Starr's office exerted extraordinary pressure on Steele to change her story. According to Steele's lead attorney, Nancy Luque, independent counsel prosecutor David Barger suggested that Steele could avoid prosecution if she would simply say Willey had told her something about a sexual advance from Clinton. When Steele refused, she, her daughter and brother, as well as her accountant and attorney, were dragged before Starr's grand juries. Steele's telephone, bank, credit and tax records were subpoenaed and friends and neighbors were questioned. So much evidence was gathered that Starr's staff reportedly set up a special room in the independent counsel's office labeled the Steele Discovery Room.

According to testimony at the trial last week, Willey told Starr's grand jury that there may have been legal problems with Steele's adoption of her Romanian-born son. The independent counsel's investigators then questioned her family about this.
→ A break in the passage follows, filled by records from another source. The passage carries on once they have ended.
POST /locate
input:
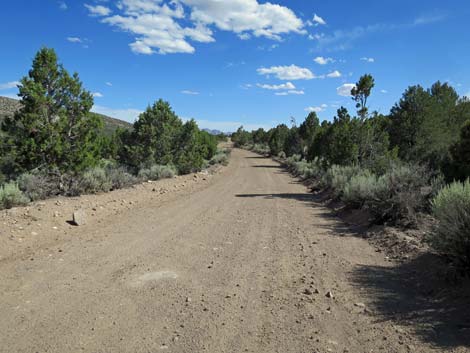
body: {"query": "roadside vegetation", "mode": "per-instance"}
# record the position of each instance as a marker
(53, 145)
(414, 161)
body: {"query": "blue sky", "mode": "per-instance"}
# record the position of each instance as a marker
(227, 63)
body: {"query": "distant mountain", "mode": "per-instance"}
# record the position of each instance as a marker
(9, 106)
(213, 132)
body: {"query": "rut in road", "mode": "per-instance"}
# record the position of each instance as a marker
(241, 265)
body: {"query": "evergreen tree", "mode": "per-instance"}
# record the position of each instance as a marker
(361, 93)
(54, 129)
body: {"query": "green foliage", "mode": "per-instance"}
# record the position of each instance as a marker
(337, 177)
(95, 180)
(308, 131)
(451, 207)
(53, 130)
(37, 185)
(260, 148)
(278, 139)
(459, 167)
(11, 196)
(398, 195)
(335, 143)
(361, 93)
(119, 177)
(157, 172)
(426, 123)
(221, 157)
(241, 137)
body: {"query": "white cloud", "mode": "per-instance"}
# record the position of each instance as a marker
(429, 18)
(191, 93)
(319, 109)
(320, 60)
(98, 10)
(283, 86)
(318, 20)
(290, 92)
(74, 40)
(291, 72)
(164, 26)
(334, 74)
(129, 115)
(345, 90)
(9, 85)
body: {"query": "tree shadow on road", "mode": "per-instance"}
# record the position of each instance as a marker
(416, 294)
(269, 166)
(303, 197)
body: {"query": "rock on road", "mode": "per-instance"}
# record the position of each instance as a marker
(247, 263)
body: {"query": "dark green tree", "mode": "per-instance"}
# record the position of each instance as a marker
(308, 130)
(278, 139)
(54, 129)
(361, 93)
(154, 139)
(460, 166)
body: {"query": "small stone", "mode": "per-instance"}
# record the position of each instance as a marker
(79, 218)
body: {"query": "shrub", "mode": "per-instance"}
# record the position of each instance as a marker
(451, 207)
(304, 169)
(157, 172)
(363, 188)
(38, 186)
(11, 196)
(119, 177)
(94, 181)
(398, 195)
(260, 149)
(220, 158)
(337, 177)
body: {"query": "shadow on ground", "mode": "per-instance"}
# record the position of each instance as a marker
(416, 294)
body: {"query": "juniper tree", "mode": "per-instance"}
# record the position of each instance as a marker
(53, 130)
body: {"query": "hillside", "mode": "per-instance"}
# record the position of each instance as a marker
(9, 106)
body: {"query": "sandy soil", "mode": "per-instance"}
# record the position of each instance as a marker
(242, 260)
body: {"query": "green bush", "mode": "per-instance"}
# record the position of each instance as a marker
(157, 172)
(451, 207)
(221, 157)
(38, 186)
(94, 181)
(119, 177)
(11, 196)
(337, 177)
(362, 189)
(260, 149)
(398, 195)
(304, 169)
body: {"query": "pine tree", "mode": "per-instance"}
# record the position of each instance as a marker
(53, 131)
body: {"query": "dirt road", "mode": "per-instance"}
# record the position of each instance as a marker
(245, 263)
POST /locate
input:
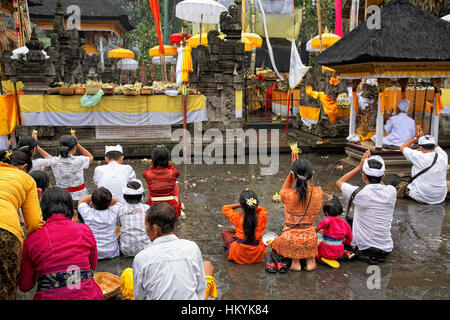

The mistrial was the second blow to Starr's office in less than a month. In April a Little Rock, Arkansas jury acquitted Susan McDougal on charges of obstruction of justice for refusing to testify before a grand jury investigating President Clinton's role in the failed Whitewater development. After the mistrial in the Steele case one juror reportedly said the trial was "Ken Starr's dying gasp."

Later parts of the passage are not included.